Massimo Stefanello is a believer in Italian craftsmanship, down to the label that hangs from a garment. Since becoming Cadicagroup’s CEO in 2021, Stefanello has applied his more than 30 years of experience in leading companies’ operations and finances toward new endeavors that are expanding the trims manufacturer’s capabilities.
The company expanded its technology range by acquiring Etichetta 2000 last year, a 30-year-old woven and printed labels company that specializes in the distribution of anti-counterfeiting products and services including labeling with QR codes, customized holographic strips and tracking technologies like RFID and NFC.
In March, Cadicagroup added woven, printed and leather label company Varcotex to its portfolio. It marked the company’s fourth acquisition in a 36-month span, making it one of the leading operators in high-end fashion accessories in Europe.
Simultaneously, its namesake Cadica brand has been busy developing creative market-right trims spanning recycled leather patches to trend pieces that tap into denim’s demand for nostalgia. Stefanello is now focused on making the brand “more recognizable” by designing innovative, sophisticated solutions and investing in care, reliability, creativity and passion.
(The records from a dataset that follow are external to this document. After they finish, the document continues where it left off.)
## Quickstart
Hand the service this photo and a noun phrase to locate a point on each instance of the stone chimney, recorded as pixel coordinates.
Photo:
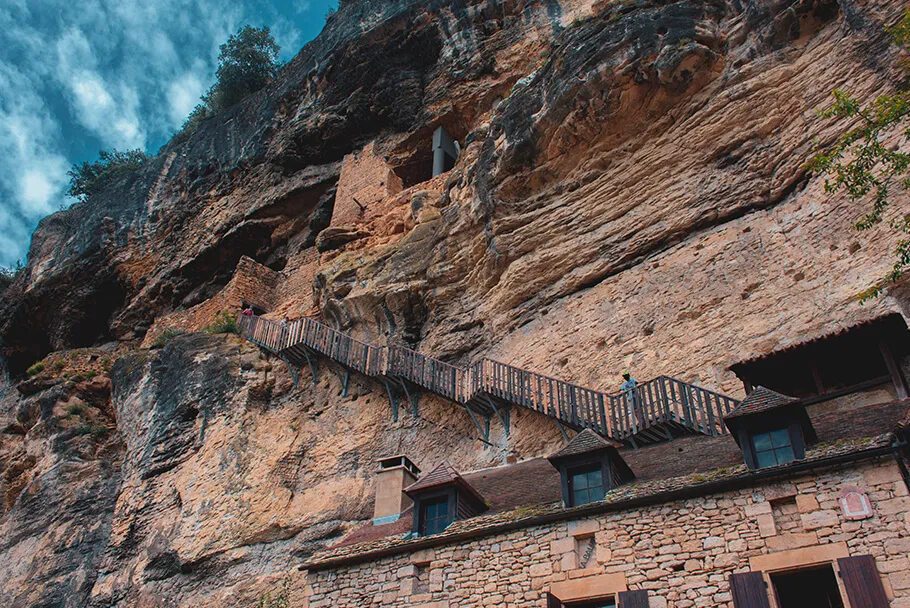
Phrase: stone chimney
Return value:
(394, 475)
What denim buzzword do you think is overused? And what would you replace it with?
I think sustainability, responsibility and ethics are overused, and I’d replace them with certified supply chain.
What do you wish more consumers knew about the jeans they buy?
That the entire production chain is clear, transparent and understandable. This would help buyers make conscientious purchases.
If you had one request for denim brands, what would that be?
Make conscientious, verified and ethical purchases.
What is your first denim memory?
During high school in the 1980s when the myth of American denim became popular thanks to Italian brands like Roy Rogers, Diesel, Fiorucci and others.